Business regulation is mostly favourable to entrepreneurial activities. Starting a business is easy and inexpensive, but with a high rate of minimum paid-in capital. This procedure was recently improved by introducing court registration at the one stop shop. Obtaining a construction permit is a long process, but it incurs very few actual monetary costs, while getting electricity could be more expedient. Compliance with tax rules is burdensome, requiring long working hours. However, recent introduction of electronic filing for VAT is expected to alleviate some of the problems. Inefficient government bureaucracy, corruption and restrictive labour regulations are cited as the biggest obstacles to a better business regulatory environment. Labour regulation has lately been under revision.
Major changes were made in 2015, with last amendments put in force at the beginning of 2016. Changes from the previous year are concerning work through an employment agency, posing restrictions on some of the current practices. The latest changes put forward an indexation measure for the minimum wages, which now have to follow the level of wages in the economy. Although labor regulation is mostly flexible, there is still much rigidity. Fixed term contracts are restricted to the duration of only 24 months. Working hours are flexible, with the maximum number of work days a week being 6, but the total number of overtime hours is limited to 400 a year. Reassignment obligations in case of redundancy, as well as trade union notifications, pose obstacles in case of firing of redundancy workers. Notice periods, as well as severance pay, rise with the years in tenure, favouring more seasoned workers, but anyway they are not significantly long or high.

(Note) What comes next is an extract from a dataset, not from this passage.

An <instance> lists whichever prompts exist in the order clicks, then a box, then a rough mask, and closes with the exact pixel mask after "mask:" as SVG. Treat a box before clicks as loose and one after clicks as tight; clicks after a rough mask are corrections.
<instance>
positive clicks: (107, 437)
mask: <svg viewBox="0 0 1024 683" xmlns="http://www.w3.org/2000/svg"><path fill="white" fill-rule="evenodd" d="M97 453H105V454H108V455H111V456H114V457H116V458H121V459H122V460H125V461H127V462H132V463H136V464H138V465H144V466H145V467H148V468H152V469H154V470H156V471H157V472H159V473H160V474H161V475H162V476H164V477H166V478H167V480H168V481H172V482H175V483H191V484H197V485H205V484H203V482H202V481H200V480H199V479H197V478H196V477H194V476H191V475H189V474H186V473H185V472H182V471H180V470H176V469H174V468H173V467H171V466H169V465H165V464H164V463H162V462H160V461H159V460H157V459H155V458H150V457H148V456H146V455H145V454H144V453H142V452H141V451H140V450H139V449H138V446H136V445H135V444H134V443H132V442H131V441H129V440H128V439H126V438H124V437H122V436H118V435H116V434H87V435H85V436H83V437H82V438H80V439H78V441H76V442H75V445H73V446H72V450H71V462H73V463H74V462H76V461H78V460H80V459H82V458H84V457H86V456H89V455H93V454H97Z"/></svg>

Freedom to trade is mostly respected in Slovakia. As for all small and open economies, international trade is very important, connecting Slovakia with the rest of the world via production specialization. Slovakia is the most open-to-trade country among the new post-2004 EU members, with the highest share of exports in its GDP. As an EU member state, Slovakia implements the EU common trade policy. Therefore, tariffs are low, with the average mean tariff rate of 5.3%. Tariffs are mostly focusing on the agricultural sector. However, non-trade barriers remain, such as in the field of necessary product certification and standardization. Geographical location of Slovakia is on several major trade routes, so it is an important transit country. Good quality of public transport infrastructure is
important to free trade, allowing for time- and cost-efficient transport. However, port facilities on the Danube and overall infrastructure in eastern parts of the country are not satisfactory. Obtaining residence and work permits, although with procedure similar to other EU countries, is often considered as burdensome and time consuming, but this does not apply to EU nationals.